Esistono parole palindrome, come oro, osso e ama. Parole che possono essere lette in entrambi i sensi, lettera per lettera, da destra a sinistra e da sinistra a destra. Esistono frasi palindrome, come «è corta e non è sadica e non è acida se non è atroce». Oppure, in inglese: «Madam, I’m Adam». Ed esistono i palindromi sillabici. Come letale, Maremma, Nerone. Ma esistono anche domande concettualmente palindrome, che cioè possono essere intese in entrambi i sensi, questa volta logici. Tipo: «Essere o non essere?». L’inventore del palindromo pare sia stato Sotade, poeta greco vissuto ad Alessandria d’Egitto nel III secolo. Il padre nobile della domanda palindroma è un po’ più noto. Ma dopo Sotade e dopo Shakespeare, ecco, per noi italiani e per i nostri tempi, Gigi Marzullo, autore di Non ho capito la domanda. 365 dubbi e rovelli per tutto l’anno (Rai Libri). Qualche esempio di domande palindrome? La numero 2: «È meglio cercare una verità in silenzio o è meglio cercare il silenzio per non dire la verità?». O, più ancora, la numero 5: «Il più grande sbaglio nella vita è quello di avere sempre paura di sbagliare o il più grande sbaglio nella vita è quello di aver sbagliato per aver avuto paura?».

Ma non solo palindrome. Le domande di Marzullo sono specchiate, nel senso di riflesse, narcise, volgarmente potremmo dire double-face, ma più raffinatamente dovremmo parlare di domande insidiose. E insidiose perché reversibili. E qui, per non apparire esagerati, urge la citazione di Primo Levi: «Guai se tutte le frasi reversibili fossero vere, fossero sentenze d’oracolo… eppure quando le leggi a rovescio, e il conto torna, c’è qualcosa in loro di magico e rivelatorio: lo sapevano anche i latini, e le scrivevano sulle meridiane». Qualcosa di magico? La domanda 179: «Fa sempre più freddo quando fa freddo o non fa mai così freddo come quando non c’è nessuno a scaldarti?». Qualcosa di rivelatorio? La 178: «Il rischio più grande nella vita è non rischiare nulla o rischiare sempre avendo paura di rischiare?».

Perché parlare di questo libro? Semplice. Perché, visti i tempi, se invece di ristagnare nelle nostre certezze ricominciassimo a farci qualche domanda e a chiederci il perché delle cose e del nostro stare tra esse, non sarebbe poi tanto male. Marzullo, a suo modo, ci invita a fare proprio questo. L’assunto è che la domanda è quasi tutto. Tanto è vero che non solo cita il famoso saggio, secondo cui «se hai trovato le risposte a tutte le tue domande, vuol dire che le domande non erano quelle giuste», ma con maggior convinzione ricorda ciò che gli diceva la madre: «Chi non capisce è solito non fare domande». Ma, se si mette in crisi l’assoluto della certezza, non può che essere relativizzata anche la portata della domanda. Ed ecco, allora, che lo stesso Marzullo ricorda quante volte abbia incontrato «risposte interessanti per domande che non erano mai state fatte e domande interessate destinate a rimanere senza risposta»; oppure «risposte diverse alla stessa domanda e medesime risposte a domande diverse».

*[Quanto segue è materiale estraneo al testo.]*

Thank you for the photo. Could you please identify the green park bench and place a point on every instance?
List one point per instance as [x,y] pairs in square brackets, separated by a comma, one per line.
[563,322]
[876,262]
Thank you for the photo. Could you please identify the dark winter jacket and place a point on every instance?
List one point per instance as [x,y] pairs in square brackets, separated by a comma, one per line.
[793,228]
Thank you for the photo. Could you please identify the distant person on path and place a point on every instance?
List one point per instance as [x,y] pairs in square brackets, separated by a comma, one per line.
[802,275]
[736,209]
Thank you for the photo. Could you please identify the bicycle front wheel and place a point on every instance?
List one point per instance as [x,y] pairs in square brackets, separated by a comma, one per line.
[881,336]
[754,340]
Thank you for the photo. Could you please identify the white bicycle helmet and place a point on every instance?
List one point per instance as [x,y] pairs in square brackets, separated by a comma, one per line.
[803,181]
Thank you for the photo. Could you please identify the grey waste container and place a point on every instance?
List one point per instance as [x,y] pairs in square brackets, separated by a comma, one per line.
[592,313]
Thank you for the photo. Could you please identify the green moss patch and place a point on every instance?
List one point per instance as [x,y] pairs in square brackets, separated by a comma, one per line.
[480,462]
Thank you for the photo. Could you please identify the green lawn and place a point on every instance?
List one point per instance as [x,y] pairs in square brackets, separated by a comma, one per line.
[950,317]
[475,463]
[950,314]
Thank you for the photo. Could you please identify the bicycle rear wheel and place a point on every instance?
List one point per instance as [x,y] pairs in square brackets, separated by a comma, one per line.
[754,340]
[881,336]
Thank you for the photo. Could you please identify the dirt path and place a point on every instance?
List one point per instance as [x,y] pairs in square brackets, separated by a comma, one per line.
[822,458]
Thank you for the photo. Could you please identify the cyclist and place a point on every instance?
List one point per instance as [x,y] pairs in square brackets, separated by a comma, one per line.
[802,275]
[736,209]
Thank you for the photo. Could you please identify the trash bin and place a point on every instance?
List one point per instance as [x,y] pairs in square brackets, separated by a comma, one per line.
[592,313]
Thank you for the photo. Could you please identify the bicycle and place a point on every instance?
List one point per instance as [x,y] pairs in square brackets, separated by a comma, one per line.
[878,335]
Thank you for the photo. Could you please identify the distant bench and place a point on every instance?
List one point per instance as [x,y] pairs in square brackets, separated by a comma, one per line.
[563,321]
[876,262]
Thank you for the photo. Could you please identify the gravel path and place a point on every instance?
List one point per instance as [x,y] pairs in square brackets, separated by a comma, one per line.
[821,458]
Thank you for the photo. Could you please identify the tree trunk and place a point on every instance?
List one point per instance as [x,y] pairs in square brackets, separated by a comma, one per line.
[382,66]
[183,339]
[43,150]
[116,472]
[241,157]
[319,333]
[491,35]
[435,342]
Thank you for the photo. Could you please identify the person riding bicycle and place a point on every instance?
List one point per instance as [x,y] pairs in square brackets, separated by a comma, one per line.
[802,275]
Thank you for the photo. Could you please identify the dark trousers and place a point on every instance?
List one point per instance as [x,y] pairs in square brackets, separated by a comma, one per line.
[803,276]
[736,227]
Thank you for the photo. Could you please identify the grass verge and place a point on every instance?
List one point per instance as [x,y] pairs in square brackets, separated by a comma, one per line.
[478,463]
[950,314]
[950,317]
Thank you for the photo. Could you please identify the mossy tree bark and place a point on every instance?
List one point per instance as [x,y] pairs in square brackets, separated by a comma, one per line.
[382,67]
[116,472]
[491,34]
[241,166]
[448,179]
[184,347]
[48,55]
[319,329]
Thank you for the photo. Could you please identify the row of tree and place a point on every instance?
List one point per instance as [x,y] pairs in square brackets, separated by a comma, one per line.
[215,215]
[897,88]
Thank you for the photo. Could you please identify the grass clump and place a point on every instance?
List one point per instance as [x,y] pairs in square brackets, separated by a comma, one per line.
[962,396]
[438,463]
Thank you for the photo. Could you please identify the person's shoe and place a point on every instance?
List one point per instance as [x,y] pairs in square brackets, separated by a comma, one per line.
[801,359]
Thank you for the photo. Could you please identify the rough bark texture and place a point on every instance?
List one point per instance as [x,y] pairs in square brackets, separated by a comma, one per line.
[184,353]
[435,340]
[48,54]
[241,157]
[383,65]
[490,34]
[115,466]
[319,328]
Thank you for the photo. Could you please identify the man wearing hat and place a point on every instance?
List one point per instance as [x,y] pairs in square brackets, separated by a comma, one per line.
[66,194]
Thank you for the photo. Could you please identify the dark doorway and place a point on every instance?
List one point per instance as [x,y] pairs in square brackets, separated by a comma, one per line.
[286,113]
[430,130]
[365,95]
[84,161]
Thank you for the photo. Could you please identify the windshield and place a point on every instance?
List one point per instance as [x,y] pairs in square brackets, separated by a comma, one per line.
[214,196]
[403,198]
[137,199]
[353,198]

In ogni caso è assolutamente vero che, come dice Marzullo, una domanda cambia la vita. Ne sa qualcosa l’Adamo della Bibbia, a cui viene rivolta la prima domanda della storia umana. In Paradiso è stata appena mangiata la mela proibita e Dio, nel libro della Genesi, fa apparizione con queste parole: «Adamo, dove sei?». E da lì, quando il primo uomo esce dal nascondiglio, tutto quello che ne è conseguito. Se la prima domanda ha dunque un’origine divina, l’ultima – sempre che i robot non prevarranno – sarà di sicuro umana: già, dove siamo? Dove siamo noi uomini e donne? In questo senso, nel porre interrogativi esistenziali, Marzullo non è solo il Magritte della domanda, il Magritte del dubbio filosofico, il Magritte di Questa non è una pipa, il Magritte che invita a distinguere il vero dal reale. È anche il Carracci del dubbio direzionale. Il Carracci dell’Ercole al bivio, quello di Capodimonte, che deve scegliere tra andare verso il vizio o verso la virtù, che deve scegliere tra la donna che offre la sua nudità o quella che lo seduce suonando la lira. Ed è tale in Marzullo, come si diceva, la forza del dubbio che la prima domanda del libro è proprio sulla capacità di interrogarsi: «Il problema è la domanda o la domanda è il problema?». E come poteva mai chiamarsi l’inventore italiano della domanda palindroma, se non Gigi?